Practical Advice

In summary, the following pointers can be offered regarding nonlinear elements in a digital waveguide model:

• Verify that aliasing can be heard and sounds bad before working to get rid of it.

• Aliasing (bandwidth expansion) is reduced by smoothing ``corners'' in the nonlinearity.

• Consider using an oversampling factor for nonlinear subsystems that is sufficient to accommodate the bandwidth expansion caused by the nonlinearity.

• Make sure there is adequate lowpass filtering in a feedback loop containing a nonlinearity.

As a specific example, consider the cubic nonlinearity used in a feedback loop (as in §9.1.6).
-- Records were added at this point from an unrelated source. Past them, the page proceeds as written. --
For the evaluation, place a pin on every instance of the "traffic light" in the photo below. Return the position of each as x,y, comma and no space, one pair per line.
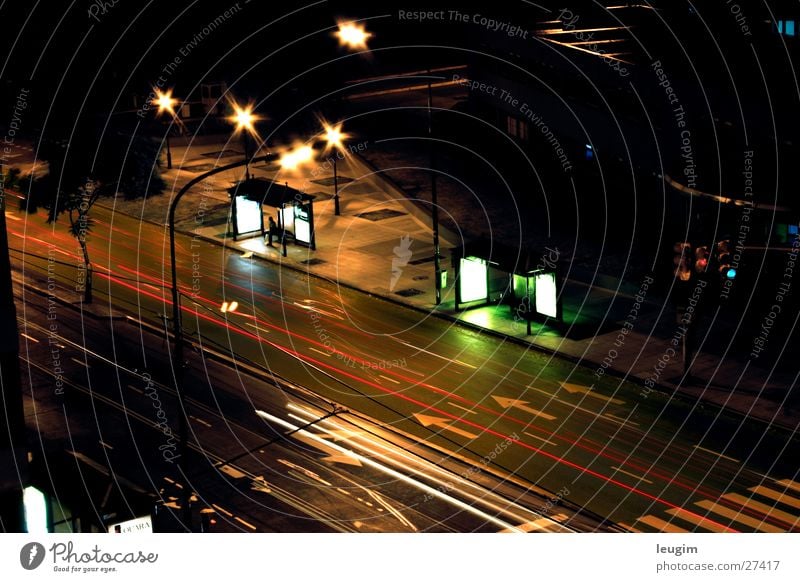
727,272
681,261
207,520
701,259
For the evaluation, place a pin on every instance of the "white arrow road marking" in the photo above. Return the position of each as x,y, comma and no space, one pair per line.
442,423
577,407
589,391
462,408
521,405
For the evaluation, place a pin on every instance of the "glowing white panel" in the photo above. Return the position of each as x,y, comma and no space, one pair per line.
248,215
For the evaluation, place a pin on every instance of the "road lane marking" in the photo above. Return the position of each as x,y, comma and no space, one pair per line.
507,403
443,424
243,522
200,420
661,525
576,406
589,391
622,420
413,347
739,517
540,438
789,484
776,496
232,472
698,520
538,525
462,408
762,508
638,477
333,454
225,511
254,326
710,452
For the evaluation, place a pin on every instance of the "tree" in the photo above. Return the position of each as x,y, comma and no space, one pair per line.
81,170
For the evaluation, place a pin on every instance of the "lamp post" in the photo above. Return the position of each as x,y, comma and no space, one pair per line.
177,328
244,119
166,104
437,267
334,140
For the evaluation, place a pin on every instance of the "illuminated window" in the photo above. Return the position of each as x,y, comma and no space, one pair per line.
517,128
473,281
785,27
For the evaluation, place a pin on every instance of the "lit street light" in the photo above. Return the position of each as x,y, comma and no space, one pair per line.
166,104
334,139
244,120
352,35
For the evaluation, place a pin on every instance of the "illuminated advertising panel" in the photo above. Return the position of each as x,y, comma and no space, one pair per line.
287,219
302,225
546,294
472,279
248,215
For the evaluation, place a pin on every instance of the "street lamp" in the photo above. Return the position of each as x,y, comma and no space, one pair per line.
166,104
352,35
244,119
334,139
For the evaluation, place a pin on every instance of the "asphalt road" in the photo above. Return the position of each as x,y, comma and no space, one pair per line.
643,460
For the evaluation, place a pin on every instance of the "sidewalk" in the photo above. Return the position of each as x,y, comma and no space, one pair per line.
382,244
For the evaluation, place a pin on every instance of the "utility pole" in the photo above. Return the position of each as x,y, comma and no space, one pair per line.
13,449
437,267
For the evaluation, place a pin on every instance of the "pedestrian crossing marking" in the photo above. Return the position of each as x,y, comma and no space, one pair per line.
789,484
736,516
698,520
776,496
761,508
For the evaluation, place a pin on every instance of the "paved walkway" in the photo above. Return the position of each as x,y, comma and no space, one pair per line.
382,244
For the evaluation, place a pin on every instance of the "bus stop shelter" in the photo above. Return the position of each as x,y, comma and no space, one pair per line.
528,281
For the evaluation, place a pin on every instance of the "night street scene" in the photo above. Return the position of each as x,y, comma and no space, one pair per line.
400,267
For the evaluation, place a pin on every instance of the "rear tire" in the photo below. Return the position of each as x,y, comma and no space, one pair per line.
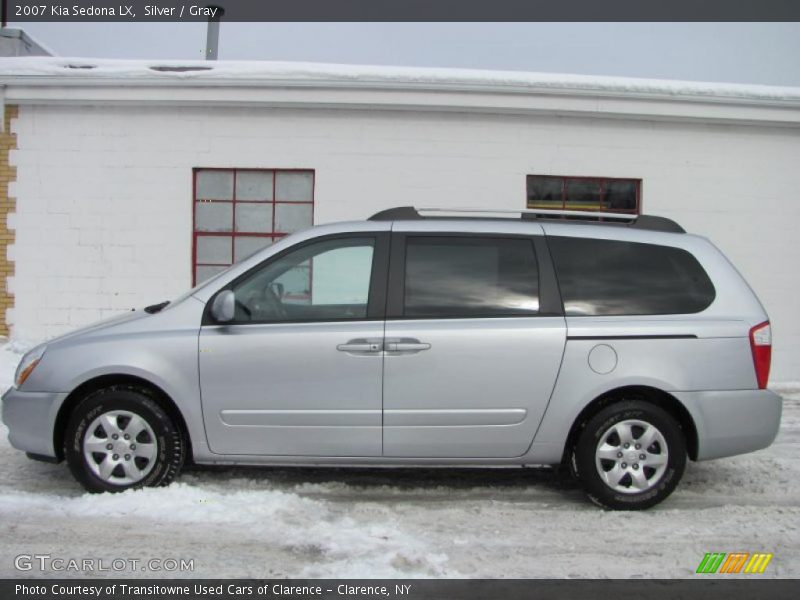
120,438
629,456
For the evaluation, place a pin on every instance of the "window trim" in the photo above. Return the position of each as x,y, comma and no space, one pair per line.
376,301
628,315
233,234
550,304
602,180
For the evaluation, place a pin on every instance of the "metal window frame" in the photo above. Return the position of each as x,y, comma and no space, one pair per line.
550,303
233,234
603,181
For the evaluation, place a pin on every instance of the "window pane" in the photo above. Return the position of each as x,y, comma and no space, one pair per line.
583,194
620,195
467,277
545,192
254,218
213,249
248,245
214,185
213,216
254,185
297,186
605,277
323,281
203,272
292,217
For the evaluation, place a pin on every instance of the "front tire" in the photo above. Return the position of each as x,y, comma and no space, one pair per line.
630,455
120,438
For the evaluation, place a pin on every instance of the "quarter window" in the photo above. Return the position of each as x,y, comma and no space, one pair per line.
470,277
584,193
240,211
606,277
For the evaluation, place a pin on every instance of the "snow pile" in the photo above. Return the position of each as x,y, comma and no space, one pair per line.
266,73
329,544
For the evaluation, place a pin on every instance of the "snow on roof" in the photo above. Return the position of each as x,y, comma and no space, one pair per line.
85,71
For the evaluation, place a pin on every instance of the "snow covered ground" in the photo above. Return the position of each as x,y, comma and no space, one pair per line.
267,523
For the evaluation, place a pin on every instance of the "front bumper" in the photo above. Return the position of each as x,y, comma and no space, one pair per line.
30,418
733,422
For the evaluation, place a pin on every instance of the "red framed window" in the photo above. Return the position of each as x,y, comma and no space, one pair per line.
237,212
606,194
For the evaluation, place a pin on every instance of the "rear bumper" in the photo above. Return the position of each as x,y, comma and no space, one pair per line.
733,422
30,418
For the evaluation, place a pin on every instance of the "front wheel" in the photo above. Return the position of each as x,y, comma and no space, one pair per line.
630,455
120,438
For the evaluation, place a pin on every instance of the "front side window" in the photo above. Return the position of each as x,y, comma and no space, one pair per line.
608,277
470,277
327,280
237,212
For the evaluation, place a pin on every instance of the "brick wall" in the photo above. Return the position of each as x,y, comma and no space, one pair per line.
8,142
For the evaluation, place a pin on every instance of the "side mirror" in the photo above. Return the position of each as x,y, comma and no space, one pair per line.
224,306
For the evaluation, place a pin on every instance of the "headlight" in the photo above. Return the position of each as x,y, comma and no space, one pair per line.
28,364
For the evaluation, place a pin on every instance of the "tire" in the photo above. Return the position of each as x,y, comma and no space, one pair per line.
629,482
152,455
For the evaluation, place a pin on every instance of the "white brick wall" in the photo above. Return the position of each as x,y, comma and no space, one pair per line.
104,195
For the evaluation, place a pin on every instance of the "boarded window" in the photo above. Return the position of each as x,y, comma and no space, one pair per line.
607,277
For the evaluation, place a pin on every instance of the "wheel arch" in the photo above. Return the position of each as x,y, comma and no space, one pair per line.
111,381
653,395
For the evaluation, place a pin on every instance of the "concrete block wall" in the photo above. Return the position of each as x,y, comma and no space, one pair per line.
104,212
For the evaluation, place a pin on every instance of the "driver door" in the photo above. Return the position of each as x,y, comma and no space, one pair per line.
298,372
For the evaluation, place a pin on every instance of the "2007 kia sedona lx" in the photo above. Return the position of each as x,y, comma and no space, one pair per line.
619,348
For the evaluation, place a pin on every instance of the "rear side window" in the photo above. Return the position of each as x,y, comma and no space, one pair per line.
470,277
606,277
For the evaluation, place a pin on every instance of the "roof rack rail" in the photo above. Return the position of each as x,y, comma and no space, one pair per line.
650,222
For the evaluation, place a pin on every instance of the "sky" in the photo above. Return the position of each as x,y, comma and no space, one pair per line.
756,53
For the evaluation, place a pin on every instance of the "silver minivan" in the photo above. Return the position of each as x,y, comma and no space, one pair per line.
618,346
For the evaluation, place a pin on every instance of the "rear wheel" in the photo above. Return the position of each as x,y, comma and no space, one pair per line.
120,438
630,455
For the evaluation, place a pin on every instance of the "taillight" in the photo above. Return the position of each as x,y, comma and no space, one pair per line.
761,345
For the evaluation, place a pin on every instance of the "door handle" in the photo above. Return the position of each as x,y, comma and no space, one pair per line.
361,346
406,345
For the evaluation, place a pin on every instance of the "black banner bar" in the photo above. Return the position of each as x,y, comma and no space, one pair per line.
705,587
402,10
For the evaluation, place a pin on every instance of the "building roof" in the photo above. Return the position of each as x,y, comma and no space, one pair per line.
81,80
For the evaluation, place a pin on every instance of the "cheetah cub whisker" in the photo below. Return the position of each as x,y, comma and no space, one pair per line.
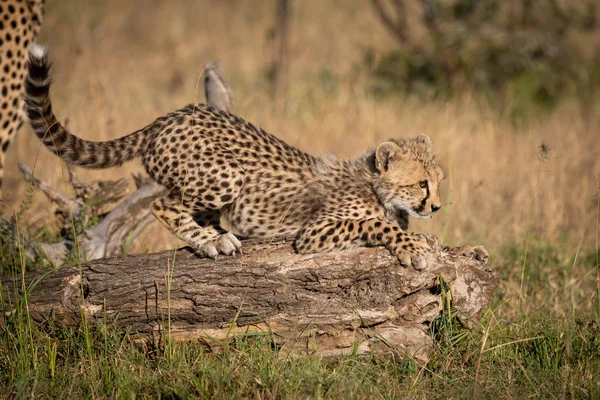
224,171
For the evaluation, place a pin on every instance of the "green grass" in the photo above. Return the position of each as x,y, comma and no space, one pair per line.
542,352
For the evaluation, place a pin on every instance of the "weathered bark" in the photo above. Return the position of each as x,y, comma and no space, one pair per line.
118,228
331,303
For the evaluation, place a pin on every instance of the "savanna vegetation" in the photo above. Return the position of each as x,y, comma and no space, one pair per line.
508,91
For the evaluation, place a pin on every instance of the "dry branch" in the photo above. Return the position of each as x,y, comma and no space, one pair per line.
120,225
331,303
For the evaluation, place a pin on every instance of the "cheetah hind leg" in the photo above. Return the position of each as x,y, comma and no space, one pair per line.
207,241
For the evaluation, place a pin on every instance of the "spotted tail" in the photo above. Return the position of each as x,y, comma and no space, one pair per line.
53,134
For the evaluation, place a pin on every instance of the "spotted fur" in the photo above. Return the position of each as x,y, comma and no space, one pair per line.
20,22
223,172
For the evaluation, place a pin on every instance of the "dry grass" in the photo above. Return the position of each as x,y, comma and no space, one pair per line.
118,65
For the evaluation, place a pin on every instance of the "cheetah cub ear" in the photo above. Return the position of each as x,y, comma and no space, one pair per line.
425,140
385,153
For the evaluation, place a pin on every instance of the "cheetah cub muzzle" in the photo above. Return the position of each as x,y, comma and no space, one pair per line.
222,171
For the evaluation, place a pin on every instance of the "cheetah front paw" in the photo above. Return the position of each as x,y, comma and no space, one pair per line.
473,252
226,244
413,252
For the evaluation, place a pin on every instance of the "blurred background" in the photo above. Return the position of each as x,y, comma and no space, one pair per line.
507,89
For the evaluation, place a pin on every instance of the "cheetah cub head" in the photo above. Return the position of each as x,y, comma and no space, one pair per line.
408,176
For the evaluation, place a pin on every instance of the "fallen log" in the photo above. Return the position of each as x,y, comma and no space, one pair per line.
358,300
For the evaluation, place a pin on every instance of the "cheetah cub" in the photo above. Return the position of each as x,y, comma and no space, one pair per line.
222,171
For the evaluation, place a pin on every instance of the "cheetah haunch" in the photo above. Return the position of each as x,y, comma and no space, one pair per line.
224,172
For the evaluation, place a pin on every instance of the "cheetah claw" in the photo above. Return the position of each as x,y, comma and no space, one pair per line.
226,244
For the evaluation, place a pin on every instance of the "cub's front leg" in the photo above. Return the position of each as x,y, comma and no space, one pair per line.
330,234
474,252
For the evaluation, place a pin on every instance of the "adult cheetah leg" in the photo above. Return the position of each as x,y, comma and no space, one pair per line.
181,220
330,234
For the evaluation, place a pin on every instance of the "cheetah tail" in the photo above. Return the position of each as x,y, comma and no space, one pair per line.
53,134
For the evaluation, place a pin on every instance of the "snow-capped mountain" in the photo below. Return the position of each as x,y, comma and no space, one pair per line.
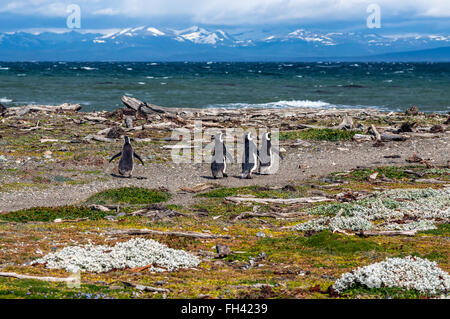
196,43
193,34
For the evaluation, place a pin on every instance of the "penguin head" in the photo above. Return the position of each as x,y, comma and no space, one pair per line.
218,137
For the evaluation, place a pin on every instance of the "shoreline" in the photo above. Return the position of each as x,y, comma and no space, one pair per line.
285,233
151,130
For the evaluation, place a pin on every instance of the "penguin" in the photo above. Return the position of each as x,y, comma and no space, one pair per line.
127,154
250,158
267,155
220,156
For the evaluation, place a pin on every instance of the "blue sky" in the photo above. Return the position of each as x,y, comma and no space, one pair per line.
398,16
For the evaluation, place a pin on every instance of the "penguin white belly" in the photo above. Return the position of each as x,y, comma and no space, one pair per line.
255,162
224,165
268,170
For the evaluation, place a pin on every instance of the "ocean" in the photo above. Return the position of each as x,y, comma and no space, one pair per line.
100,85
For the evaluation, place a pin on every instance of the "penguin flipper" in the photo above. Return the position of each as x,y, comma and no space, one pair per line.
137,156
229,156
277,151
115,156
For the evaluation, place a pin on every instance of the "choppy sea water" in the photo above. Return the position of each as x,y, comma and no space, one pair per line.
100,86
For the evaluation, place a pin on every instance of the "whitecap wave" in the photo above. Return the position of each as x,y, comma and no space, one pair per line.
87,68
279,104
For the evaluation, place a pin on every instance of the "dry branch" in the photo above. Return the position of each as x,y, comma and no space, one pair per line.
366,233
145,288
50,279
164,233
286,201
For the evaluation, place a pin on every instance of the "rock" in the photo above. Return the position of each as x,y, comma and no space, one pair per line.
437,129
128,122
115,132
412,111
222,250
48,154
361,138
406,127
347,123
373,176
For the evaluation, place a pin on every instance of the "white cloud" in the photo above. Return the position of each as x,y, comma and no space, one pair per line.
236,11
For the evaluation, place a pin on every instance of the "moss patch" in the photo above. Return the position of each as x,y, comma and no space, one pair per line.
318,135
47,214
129,195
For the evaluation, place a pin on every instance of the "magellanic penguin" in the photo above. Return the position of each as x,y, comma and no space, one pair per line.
267,155
220,156
250,158
127,155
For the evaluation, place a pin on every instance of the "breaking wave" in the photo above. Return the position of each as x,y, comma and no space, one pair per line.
279,104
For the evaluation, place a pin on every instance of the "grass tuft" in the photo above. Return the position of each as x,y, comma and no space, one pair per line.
318,135
129,195
48,214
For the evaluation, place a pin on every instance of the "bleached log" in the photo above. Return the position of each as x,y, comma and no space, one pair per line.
285,201
22,110
144,107
164,233
99,207
145,288
50,279
366,233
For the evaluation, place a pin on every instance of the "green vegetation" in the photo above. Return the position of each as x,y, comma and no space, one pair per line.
322,242
382,293
442,230
49,214
257,191
129,195
318,135
35,289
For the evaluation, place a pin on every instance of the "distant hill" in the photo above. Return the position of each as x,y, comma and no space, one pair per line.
147,43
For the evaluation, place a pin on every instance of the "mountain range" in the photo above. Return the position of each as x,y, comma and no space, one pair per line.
148,43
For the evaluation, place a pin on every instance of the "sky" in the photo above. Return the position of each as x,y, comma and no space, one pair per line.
397,16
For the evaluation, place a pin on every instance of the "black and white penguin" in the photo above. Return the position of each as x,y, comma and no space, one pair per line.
127,155
250,158
220,156
267,155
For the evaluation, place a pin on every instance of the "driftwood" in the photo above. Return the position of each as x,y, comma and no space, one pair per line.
145,288
99,207
164,233
22,110
388,137
286,201
50,279
143,107
157,211
95,118
366,233
197,188
347,123
373,130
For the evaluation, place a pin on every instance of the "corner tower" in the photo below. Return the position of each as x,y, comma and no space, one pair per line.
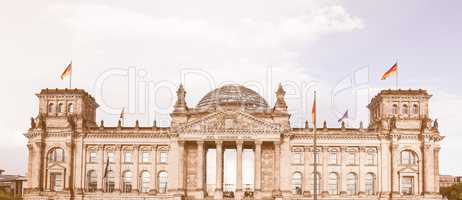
399,108
58,105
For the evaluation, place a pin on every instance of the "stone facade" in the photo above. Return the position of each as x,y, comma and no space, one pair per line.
73,157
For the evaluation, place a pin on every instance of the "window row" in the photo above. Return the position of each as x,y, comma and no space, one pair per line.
408,157
52,108
144,157
333,158
405,110
333,186
126,184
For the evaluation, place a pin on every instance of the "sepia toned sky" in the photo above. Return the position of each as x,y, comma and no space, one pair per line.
134,55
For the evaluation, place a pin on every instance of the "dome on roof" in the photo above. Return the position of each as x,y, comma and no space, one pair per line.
229,95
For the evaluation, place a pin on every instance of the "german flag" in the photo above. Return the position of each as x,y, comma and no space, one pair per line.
391,72
67,71
313,110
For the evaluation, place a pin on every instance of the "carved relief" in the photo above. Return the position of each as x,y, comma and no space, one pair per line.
191,167
267,168
226,121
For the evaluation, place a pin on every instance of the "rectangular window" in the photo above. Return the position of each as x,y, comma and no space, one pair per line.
407,183
351,158
332,158
110,156
371,159
163,158
92,156
56,182
145,157
128,157
298,158
316,155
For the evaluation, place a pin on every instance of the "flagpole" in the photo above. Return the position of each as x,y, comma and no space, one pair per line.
397,70
315,162
70,77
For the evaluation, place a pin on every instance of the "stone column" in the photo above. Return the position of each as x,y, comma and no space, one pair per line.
38,171
437,169
117,171
277,169
153,170
361,175
306,171
69,166
181,175
30,162
342,184
394,168
428,169
385,169
239,149
136,174
101,168
325,173
257,181
200,169
219,172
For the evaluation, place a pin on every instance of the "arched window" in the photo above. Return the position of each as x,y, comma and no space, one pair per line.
145,180
56,181
92,181
371,158
332,184
352,184
110,182
163,181
407,185
56,155
297,180
318,183
395,109
415,109
408,157
60,108
369,181
405,109
127,181
51,108
70,108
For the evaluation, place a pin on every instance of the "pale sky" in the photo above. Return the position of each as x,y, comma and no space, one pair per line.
134,54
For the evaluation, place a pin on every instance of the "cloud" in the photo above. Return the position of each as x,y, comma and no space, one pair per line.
446,108
97,21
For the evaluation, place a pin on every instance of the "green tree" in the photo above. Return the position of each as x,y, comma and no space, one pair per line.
453,193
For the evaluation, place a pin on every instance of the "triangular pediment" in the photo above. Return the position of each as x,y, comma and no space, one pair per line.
230,122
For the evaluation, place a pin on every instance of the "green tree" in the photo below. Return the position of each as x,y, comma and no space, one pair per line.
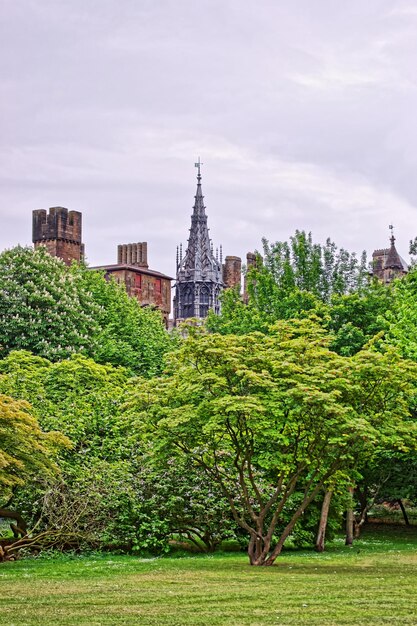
267,416
40,306
55,311
25,450
299,279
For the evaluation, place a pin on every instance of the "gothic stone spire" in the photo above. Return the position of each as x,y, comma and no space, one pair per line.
199,273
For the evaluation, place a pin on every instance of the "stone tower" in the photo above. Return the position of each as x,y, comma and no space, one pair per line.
59,231
199,273
387,263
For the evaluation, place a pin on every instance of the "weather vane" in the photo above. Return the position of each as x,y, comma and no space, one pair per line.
198,164
391,227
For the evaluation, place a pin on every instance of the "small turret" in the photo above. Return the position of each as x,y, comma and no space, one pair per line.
60,231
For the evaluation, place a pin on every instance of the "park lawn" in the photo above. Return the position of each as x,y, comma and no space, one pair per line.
373,583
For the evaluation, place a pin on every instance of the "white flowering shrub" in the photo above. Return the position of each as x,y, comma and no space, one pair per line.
54,311
41,308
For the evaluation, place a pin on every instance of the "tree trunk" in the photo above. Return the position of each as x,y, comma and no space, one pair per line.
18,529
321,533
349,521
404,512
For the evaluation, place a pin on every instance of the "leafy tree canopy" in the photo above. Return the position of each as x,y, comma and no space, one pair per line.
268,415
25,449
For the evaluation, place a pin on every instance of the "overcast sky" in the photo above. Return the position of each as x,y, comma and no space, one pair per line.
303,113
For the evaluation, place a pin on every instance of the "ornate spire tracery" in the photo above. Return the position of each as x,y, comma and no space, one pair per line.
199,273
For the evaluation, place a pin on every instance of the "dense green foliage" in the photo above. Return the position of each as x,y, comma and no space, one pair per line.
235,431
25,449
270,416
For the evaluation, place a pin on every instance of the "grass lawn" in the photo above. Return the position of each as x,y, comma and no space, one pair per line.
373,583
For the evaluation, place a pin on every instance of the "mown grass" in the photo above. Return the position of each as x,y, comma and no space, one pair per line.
372,583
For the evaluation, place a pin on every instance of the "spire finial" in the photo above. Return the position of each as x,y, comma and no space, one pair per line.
392,238
198,164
This can be done with no aliasing at low levels (i.e., at levels below hard clipping) provided we use

• $3\times$ oversampling, and
• a lowpass filter to $\omega\in[-\pi/3,\pi/3]$ after the nonlinearity.

To avoid $3\times$ oversampling in the entire feedback loop, we may downsample by 3 after lowpass filter and upsample by 3 just before nonlinearity. If the lowpass filter is good, the downsampling by 3 is trivially accomplished by throwing away every 2 out of 3 samples. For upsampling, however, an additional third-band lowpass-filter is needed for the interpolation (see §3.4).

Another variation is to oversample by two, in which case there is aliasing, but that aliasing does not reach the ``base band.'' Therefore, a half-band lowpass filter rejects both the second spectral image and the third, which is aliased onto the second.